Well, let's go there because we've covered the TAN stack part of this.
But then from there, as you say, it dropped a worm which went off then and self-propagated.
And it's like, you know, you just get on social media and it looks like people are having a bit of a
hard time containing this thing. Like it is running real quick. You know, and we went through this
last year and everyone's like, oh, we've all taken steps to slow it down and GitHub's like, oh, you know,
we're going to, this ain't going to be a problem in the future. And like, here we all are. And this
time, the people behind this worm have added some real nasty features. And one of them is if you try
to rotate cred. So it will, it will, you know, hand off all of its API tokens and stuff on your
machine to the attacker. If you try to rotate them, it detects that they've been invalidated and
RMRFs your whole drive, which is just like the nastiest thing to do. I don't even know why you would
do that unless you're just like, I don't know, it's like a real anti-social personality disorder
kind of thing to do with your NPM worm. But like this thing's out there now and causing all sorts
of drama. But what to what end is this, is this, you know, sitting above this whole thing? Is this
going to be something really dumb like someone trying to steal cryptocurrency or something? Because that's
the vibe I get here. It's very hard to tell because again, this all amount.
to stockpiling creeds that we then go
for what and for where
and so similar to PCP
it might be a little while until we see
either the follow-up actions that they decide to do
or they just kind of farm the creds out
and let other actors have a go with them
but it like it is
odd that we don't know where this is going
but it'll go somewhere
the other thing I just wanted to add in here
is I had a real cold sweat moment of panic this morning
when I read this because I thought to myself
it's okay I haven't done like an
NPM install or a bun install for a while now. So I know I didn't pull in packages during this,
you know, six minutes, six whole minutes where this was ablaze. But then it dawned on me that the way
that coding agents work now, both codex and also Claude, they work in Git work trees. And so when
you farm your agent off to go and do a task, it's working in a new directory that doesn't have
all these modules installed. And so time after time after time throughout my day as I'm interacting
with agents, they are pulling these packages over and over.

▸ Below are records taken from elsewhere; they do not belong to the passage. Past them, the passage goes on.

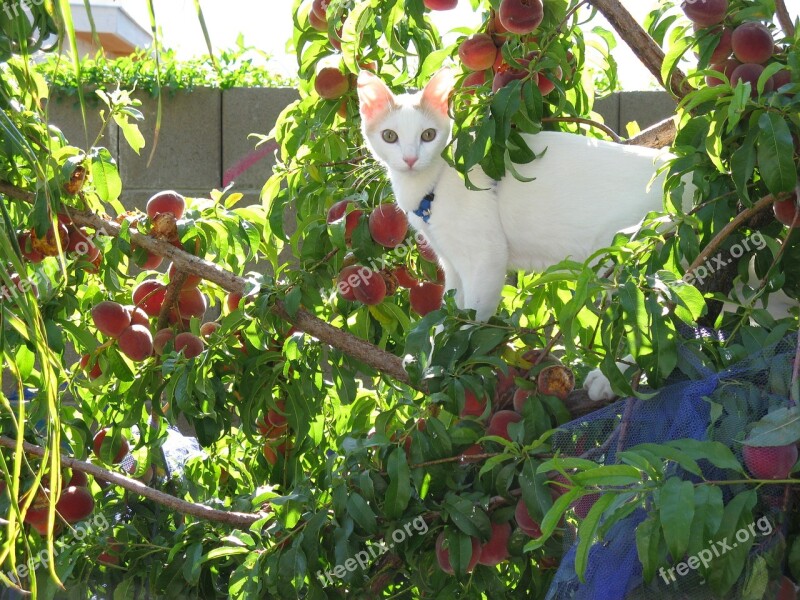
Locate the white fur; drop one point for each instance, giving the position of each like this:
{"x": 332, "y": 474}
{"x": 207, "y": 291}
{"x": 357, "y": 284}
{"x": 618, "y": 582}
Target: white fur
{"x": 584, "y": 192}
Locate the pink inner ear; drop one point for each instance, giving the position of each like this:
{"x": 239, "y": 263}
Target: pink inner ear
{"x": 373, "y": 96}
{"x": 437, "y": 93}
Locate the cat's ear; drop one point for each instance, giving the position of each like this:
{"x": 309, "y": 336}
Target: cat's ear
{"x": 436, "y": 94}
{"x": 374, "y": 98}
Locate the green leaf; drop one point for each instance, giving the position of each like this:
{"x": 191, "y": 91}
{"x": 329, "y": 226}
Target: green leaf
{"x": 648, "y": 538}
{"x": 717, "y": 453}
{"x": 775, "y": 154}
{"x": 105, "y": 176}
{"x": 676, "y": 512}
{"x": 399, "y": 491}
{"x": 587, "y": 533}
{"x": 781, "y": 427}
{"x": 361, "y": 512}
{"x": 467, "y": 516}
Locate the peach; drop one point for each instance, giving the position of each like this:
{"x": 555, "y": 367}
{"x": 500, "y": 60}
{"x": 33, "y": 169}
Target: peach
{"x": 556, "y": 380}
{"x": 388, "y": 225}
{"x": 136, "y": 343}
{"x": 75, "y": 504}
{"x": 207, "y": 329}
{"x": 752, "y": 43}
{"x": 138, "y": 316}
{"x": 189, "y": 343}
{"x": 404, "y": 278}
{"x": 372, "y": 289}
{"x": 26, "y": 247}
{"x": 425, "y": 249}
{"x": 770, "y": 462}
{"x": 48, "y": 245}
{"x": 426, "y": 297}
{"x": 443, "y": 554}
{"x": 500, "y": 422}
{"x": 161, "y": 339}
{"x": 521, "y": 16}
{"x": 440, "y": 4}
{"x": 467, "y": 456}
{"x": 477, "y": 52}
{"x": 495, "y": 551}
{"x": 521, "y": 399}
{"x": 168, "y": 201}
{"x": 705, "y": 12}
{"x": 80, "y": 243}
{"x": 110, "y": 318}
{"x": 331, "y": 84}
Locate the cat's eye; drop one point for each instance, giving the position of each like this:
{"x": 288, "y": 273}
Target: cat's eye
{"x": 428, "y": 135}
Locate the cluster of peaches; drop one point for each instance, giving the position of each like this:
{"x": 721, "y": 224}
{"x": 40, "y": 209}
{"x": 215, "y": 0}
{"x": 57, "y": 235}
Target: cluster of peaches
{"x": 388, "y": 226}
{"x": 551, "y": 378}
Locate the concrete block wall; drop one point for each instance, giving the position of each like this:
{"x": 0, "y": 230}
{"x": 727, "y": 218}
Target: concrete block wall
{"x": 204, "y": 138}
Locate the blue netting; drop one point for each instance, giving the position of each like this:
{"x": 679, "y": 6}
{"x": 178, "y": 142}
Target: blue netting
{"x": 679, "y": 411}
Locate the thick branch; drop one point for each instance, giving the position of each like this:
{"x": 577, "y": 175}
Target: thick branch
{"x": 182, "y": 506}
{"x": 645, "y": 47}
{"x": 353, "y": 346}
{"x": 784, "y": 18}
{"x": 715, "y": 243}
{"x": 656, "y": 136}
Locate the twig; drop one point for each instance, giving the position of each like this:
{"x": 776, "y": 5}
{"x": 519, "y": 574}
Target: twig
{"x": 137, "y": 487}
{"x": 656, "y": 136}
{"x": 644, "y": 46}
{"x": 171, "y": 298}
{"x": 714, "y": 244}
{"x": 601, "y": 126}
{"x": 784, "y": 18}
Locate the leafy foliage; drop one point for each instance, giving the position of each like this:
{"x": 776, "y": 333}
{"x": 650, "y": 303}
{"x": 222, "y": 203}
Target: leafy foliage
{"x": 341, "y": 460}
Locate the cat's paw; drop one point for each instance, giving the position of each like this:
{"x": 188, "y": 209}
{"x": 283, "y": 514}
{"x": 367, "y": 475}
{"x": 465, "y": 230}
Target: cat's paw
{"x": 598, "y": 387}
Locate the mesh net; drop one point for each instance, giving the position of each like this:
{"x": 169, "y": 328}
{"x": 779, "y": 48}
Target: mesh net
{"x": 708, "y": 406}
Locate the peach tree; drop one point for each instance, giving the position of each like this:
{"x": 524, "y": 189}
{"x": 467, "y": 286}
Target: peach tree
{"x": 359, "y": 435}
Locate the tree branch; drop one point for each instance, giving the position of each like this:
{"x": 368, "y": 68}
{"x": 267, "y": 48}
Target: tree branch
{"x": 656, "y": 136}
{"x": 182, "y": 506}
{"x": 715, "y": 243}
{"x": 784, "y": 18}
{"x": 354, "y": 346}
{"x": 644, "y": 46}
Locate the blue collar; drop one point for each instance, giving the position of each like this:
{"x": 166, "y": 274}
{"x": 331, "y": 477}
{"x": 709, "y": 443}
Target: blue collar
{"x": 424, "y": 209}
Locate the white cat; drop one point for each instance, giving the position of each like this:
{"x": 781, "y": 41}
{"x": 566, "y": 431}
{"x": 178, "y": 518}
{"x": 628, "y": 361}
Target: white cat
{"x": 585, "y": 191}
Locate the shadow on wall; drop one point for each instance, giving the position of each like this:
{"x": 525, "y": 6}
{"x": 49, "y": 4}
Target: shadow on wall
{"x": 204, "y": 144}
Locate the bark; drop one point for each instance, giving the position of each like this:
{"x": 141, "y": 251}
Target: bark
{"x": 644, "y": 46}
{"x": 182, "y": 506}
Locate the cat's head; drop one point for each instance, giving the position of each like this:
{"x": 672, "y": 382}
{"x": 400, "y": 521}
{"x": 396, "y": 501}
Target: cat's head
{"x": 406, "y": 132}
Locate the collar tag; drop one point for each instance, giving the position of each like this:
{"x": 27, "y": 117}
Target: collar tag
{"x": 424, "y": 209}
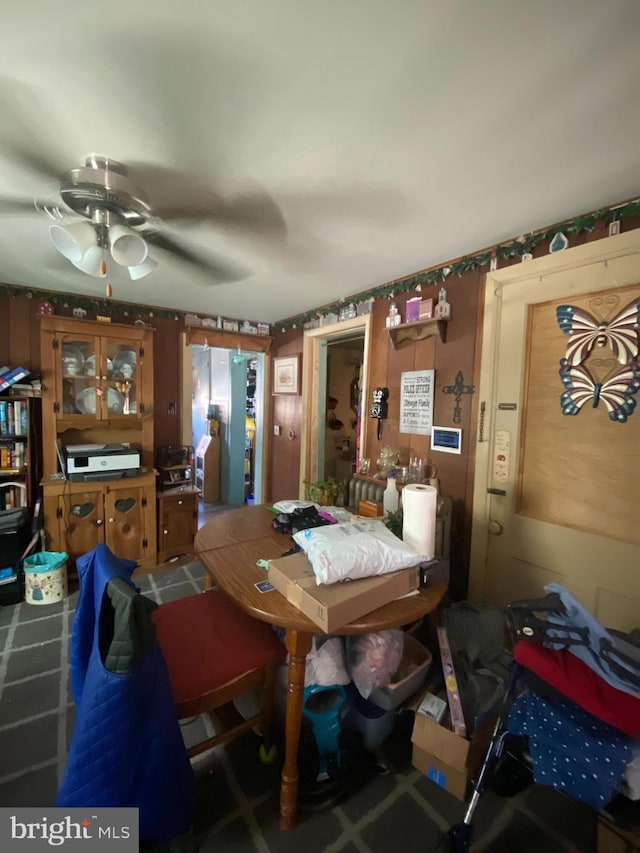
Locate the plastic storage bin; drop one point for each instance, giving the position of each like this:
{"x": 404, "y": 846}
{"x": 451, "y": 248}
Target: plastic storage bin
{"x": 375, "y": 723}
{"x": 415, "y": 663}
{"x": 45, "y": 575}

again. So yeah, folks need to think you might not have done an NPM install during this window,
but which one of your agents was working on something that went and did it?

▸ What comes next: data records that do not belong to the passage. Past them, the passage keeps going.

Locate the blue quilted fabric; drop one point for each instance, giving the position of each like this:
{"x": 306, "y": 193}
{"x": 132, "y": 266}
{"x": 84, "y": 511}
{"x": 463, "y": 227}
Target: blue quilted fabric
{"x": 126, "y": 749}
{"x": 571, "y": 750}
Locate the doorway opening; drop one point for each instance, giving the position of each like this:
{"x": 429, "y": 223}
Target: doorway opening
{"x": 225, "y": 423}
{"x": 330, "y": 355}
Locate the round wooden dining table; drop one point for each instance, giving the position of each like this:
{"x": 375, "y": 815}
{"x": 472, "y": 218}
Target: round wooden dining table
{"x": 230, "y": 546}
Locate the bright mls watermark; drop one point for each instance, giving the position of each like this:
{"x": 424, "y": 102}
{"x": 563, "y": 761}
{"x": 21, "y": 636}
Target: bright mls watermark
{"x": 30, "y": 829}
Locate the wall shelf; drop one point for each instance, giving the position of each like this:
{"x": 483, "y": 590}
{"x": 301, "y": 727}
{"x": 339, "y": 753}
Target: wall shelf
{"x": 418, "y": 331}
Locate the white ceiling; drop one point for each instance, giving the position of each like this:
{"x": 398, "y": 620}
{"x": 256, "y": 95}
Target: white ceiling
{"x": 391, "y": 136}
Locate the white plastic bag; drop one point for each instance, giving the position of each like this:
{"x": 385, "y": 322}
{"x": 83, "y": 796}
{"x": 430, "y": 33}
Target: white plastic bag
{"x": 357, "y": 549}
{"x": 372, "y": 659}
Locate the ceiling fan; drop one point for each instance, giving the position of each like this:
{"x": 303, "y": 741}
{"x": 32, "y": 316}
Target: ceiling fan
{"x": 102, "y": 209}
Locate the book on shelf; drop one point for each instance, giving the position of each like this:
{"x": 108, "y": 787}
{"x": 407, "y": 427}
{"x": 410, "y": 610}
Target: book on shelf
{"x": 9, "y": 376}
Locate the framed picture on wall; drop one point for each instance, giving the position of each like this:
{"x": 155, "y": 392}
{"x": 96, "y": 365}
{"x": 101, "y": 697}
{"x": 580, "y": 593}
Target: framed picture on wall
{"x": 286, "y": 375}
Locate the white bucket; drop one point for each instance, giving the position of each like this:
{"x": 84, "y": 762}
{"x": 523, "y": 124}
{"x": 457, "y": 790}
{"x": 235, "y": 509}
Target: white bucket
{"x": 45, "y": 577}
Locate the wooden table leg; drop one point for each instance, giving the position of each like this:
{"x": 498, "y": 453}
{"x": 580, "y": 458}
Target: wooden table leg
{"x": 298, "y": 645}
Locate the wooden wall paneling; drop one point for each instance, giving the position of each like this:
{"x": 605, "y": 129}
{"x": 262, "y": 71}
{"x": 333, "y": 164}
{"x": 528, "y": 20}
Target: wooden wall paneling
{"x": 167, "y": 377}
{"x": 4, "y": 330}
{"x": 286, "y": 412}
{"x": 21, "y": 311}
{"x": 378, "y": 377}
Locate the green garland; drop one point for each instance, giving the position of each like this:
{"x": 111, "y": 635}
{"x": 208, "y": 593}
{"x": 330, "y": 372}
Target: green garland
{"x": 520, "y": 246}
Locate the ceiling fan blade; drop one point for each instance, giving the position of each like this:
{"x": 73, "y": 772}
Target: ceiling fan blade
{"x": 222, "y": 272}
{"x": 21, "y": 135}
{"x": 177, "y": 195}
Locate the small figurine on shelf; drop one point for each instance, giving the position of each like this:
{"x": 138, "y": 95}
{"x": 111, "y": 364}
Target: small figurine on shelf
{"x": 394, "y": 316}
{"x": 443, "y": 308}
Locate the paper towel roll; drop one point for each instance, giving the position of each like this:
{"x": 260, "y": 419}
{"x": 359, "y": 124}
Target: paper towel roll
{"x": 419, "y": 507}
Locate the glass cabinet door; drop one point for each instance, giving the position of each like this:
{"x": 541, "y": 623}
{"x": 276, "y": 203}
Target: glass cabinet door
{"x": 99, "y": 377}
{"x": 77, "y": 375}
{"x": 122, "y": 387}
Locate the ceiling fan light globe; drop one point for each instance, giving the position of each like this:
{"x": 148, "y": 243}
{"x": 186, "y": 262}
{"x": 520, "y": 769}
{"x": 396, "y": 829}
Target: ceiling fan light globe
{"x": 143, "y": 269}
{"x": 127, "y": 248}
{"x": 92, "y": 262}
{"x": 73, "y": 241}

You might not know that you did that. You might not know. That scared the hell out of me this
morning. Yeah. All right. We'll talk about our incident response later. But yeah, probably
time to move on to the next story now. And funnily enough, the next story we're going to talk about
is this breach of Instructure and the learning platform canvas,
which is used by K-12 schools and colleges worldwide.
I mean, it's reported as being an America thing,
but I can tell you that universities here in Australia
and across in your country, New Zealand, Adam,
have been like delaying exams and things and dealing with this.
Funnily enough, though, it being the big story,
I don't know that we've got much to add here.
I mean, it was a small breach that initially instructor was like,
oh, yes, you know, attackers tried.
to compromise us but we have contained it and yeah it turned out not so much a lot of
their data got walked including according to the attackers billions of messages
between students and their educators and then of course there was a you know
ransom note kind of dropped on a shiny hunters ransom note dropped on the login
page for this system reporting suggests that they have actually paid now to get the
data deleted and you know I mean that's pretty much the end of it looks like
shiny hunters managed to rack up a win here. Adam, any thoughts? Yeah, I mean,
just paying them out feels bad, but on the other hand, you see the amount of pain it was causing
you can understand why that was a decision that they were going to consider. And especially
in cases where you've got a supplier and their customers, and the customers are all
applying pressure to the supplier to do something, anything, and the only fast option that a
supplier has is to go pay. And that feels bad, but you understand why. And, you know,
I don't know, hopefully very little of it actually ends up in the pockets of a shiny hunter.
But, you know.
Well, you hope they slip up doing their money laundering or something, right?
Like, that's the vibe I get here is that that could be, that could well be how this ends.
Because shiny hunters definitely has like UK teens vibes, right?
Yeah, and I can't imagine their money laundering slash, you know, kind of money handling slash not going out and immediately spending it on, you know, on trash that's immediately kind of draws attention to them.
doesn't feel super likely.
Like, they may be good at the tech stuff,
but that doesn't necessarily translate the good at, you know, long-term crime.
I mean, everyone always criticizes people who pay,
but I've said it on the show a million times, right?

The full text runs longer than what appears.